Notes on the math used in Minisketch:

Meeting Log

  118:00 <jnewbery> #startmeeting
  218:00 <jonatack> hi
  318:00 <sipa> hi
  418:00 <emzy> hi
  518:00 <elle> hi
  618:00 <jnewbery> hi folks! Welcome to Bitcoin Core PR Review Club
  718:00 <glozow> hi!
  818:00 <OliP> Hi!
  918:00 <dergoegge> hi
 1018:00 <iodize> hi
 1118:00 <aferreira44> Hi
 1218:00 <jnewbery> Feel free to say hi to let everyone know you're here. And let us know if this is your first time.

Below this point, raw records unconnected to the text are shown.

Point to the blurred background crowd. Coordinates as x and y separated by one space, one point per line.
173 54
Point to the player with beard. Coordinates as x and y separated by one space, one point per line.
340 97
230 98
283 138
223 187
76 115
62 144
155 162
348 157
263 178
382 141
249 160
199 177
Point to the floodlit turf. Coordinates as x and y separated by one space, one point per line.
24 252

 1318:00 <aferreira44> First time here
 1418:00 <prayank> hi
 1518:00 <michaelfolkson> hi
 1618:00 <dylanm> Hi there, second time
 1718:00 <Caralie> hi
 1818:00 <iodize> welcome aferreira44
 1918:00 <jnewbery> welcome aferreira44!
 2018:01 <sdaftuar> hi
 2118:01 <schmidty> hi
 2218:01 <andozw> yo
 2318:01 <ecola> hi
 2418:01 <sipa> welcome all!
 2518:01 <jnewbery> This week is a little bit different. It's the first time we're talking about a PR that isn't in the Bitcoin Core repo.
 2618:01 <lightlike> Hi
 2718:01 <Shing> hi, first time here
 2818:01 <jnewbery> We'll be covering some of the math in Minisketch. Notes and questions kindly provided by sipa are here: https://bitcoincore.reviews/minisketch-26
 2918:02 <jnewbery> ok, take it away, sipa!

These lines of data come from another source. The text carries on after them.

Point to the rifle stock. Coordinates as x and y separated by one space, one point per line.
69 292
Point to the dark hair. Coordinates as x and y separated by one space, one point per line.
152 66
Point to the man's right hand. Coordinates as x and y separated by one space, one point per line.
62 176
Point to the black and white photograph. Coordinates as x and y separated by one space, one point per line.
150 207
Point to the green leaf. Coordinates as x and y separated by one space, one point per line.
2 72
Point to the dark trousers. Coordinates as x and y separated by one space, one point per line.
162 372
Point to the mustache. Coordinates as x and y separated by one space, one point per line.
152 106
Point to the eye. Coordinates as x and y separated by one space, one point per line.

 3018:02 <sipa> cool, thanks jnewbery!
 3118:02 <sipa> this will also be a bit different as it's primarily reviewing the algorithm/math itself, and not so much the implementation
 3218:03 <sipa> i have no idea how this is going to go, but i'm sure it'll be interesting
 3318:03 <amiti> hi!
 3418:03 <fodediop> hi
 3518:03 <sipa> who has had a chance to look over the notes on https://bitcoincore.reviews/minisketch-26 ?
 3618:03 <jnewbery> y
 3718:03 <michaelfolkson> I have but not for long enough :(
 3818:03 <jonatack> a bit
 3918:03 <dergoegge> ~y
 4018:03 <Murch> hi
 4118:03 <glozow> y
 4218:03 <am74> I took a look but not a mathematician so don't fully understand everything
 4318:04 <shafiunmiraz0> a bit
 4418:04 <jnewbery> Shing: welcome!
 4518:04 <eoin> Hi, first time here
 4618:04 <sipa> that's perfectly fine... i don't expect that we'll go over all of it
 4718:05 <emzy> y
 4818:05 <sipa> so let's dive in with the first question, and we'll see where we go from there
 4918:05 <willcl_ark> hi
 5018:05 <sipa> How are finite field elements represented in the Python code?

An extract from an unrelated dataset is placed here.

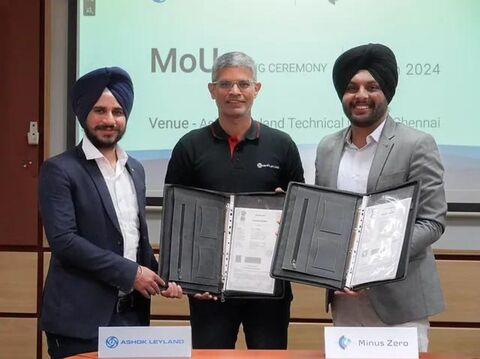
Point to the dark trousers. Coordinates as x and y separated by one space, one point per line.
215 324
60 346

 5118:05 <ecola> just lurking here, totally out of my depth
 5218:05 <jnewbery> eoin: welcome!
 5318:06 <glozow> In `GF2Ops`, elements are represented as integers. In the generation code I found it helpful to note that `GF(2^field_size)` is isomorphic to `Z_2[x] / (f)` for polynomial f of degree `field_size`, so when generating the field, the integers are like polynomials where the nth bit (from the right) is the coefficient for `x^{n-1}`.
 5418:06 <am74> There are some libraries like pyfinite
 5518:06 <jnewbery> ecola: lurking is also fine. We're all learning
 5618:06 <eoin> Thank you jnewbury
 5718:06 <lightlike> as numbers from 1 to 2^b-1 where b is field size
 5818:06 <sipa> glozow: yes, exactly :)
 5918:06 <sipa> lightlike: 0 as well
 6018:06 <glozow> Oh, and polynomials in the poly_* functions with finite field coefficients are arrays of integers with the ith element of the array corresponding to the coefficient for `x^i` (with no trailing zeroes).
 6118:07 <sipa> someone prepared :)
 6218:07 <sipa> glozow: exactly
 6318:07 <michaelfolkson> For those who feel completely out their depth this might be helpful: https://bitcoin.stackexchange.com/questions/102582/what-problem-set-is-the-minisketch-library-designed-for-what-is-it-currently-us
 6418:07 <michaelfolkson> "In theory it could be used for any problem where you have two sets of data and want to work out how those data sets differ (which specific elements are present in one but missing in another) as efficiently as possible."
 6518:08 <sipa> so, our field elements are represented as the integers from 0... 2^bits - 1, inclusive
 6618:08 <emzy> Can you think of it as a more general bloomfilter?
 6718:08 <sipa> but they are not integers
 6818:09 <sipa> emzy: there is some similarity, but it's closer to IBLT
 6918:09 <sipa> the big difference with normal bloom filters is that you can recover the actual elements from a sketch
 7018:09 <sipa> how do we perform addition between our field elements?
 7118:10 <glozow> simply xor!
 7218:10 <dergoegge> addition is a simple XOR (i think subtraction as well, not to confident about that tho)
 7318:10 <sipa> dergoegge: very good, you answered my next question too
 7418:11 <sipa> can you see why?
 7518:11 <jnewbery> dergoegge: if you have two field elements a and b, and a + b is a ^ b, what is a + b + b?
 7618:12 <dergoegge> jnewbery: a :)
 7718:12 <sipa> so if a + b + b = a, then a + b = a - b :)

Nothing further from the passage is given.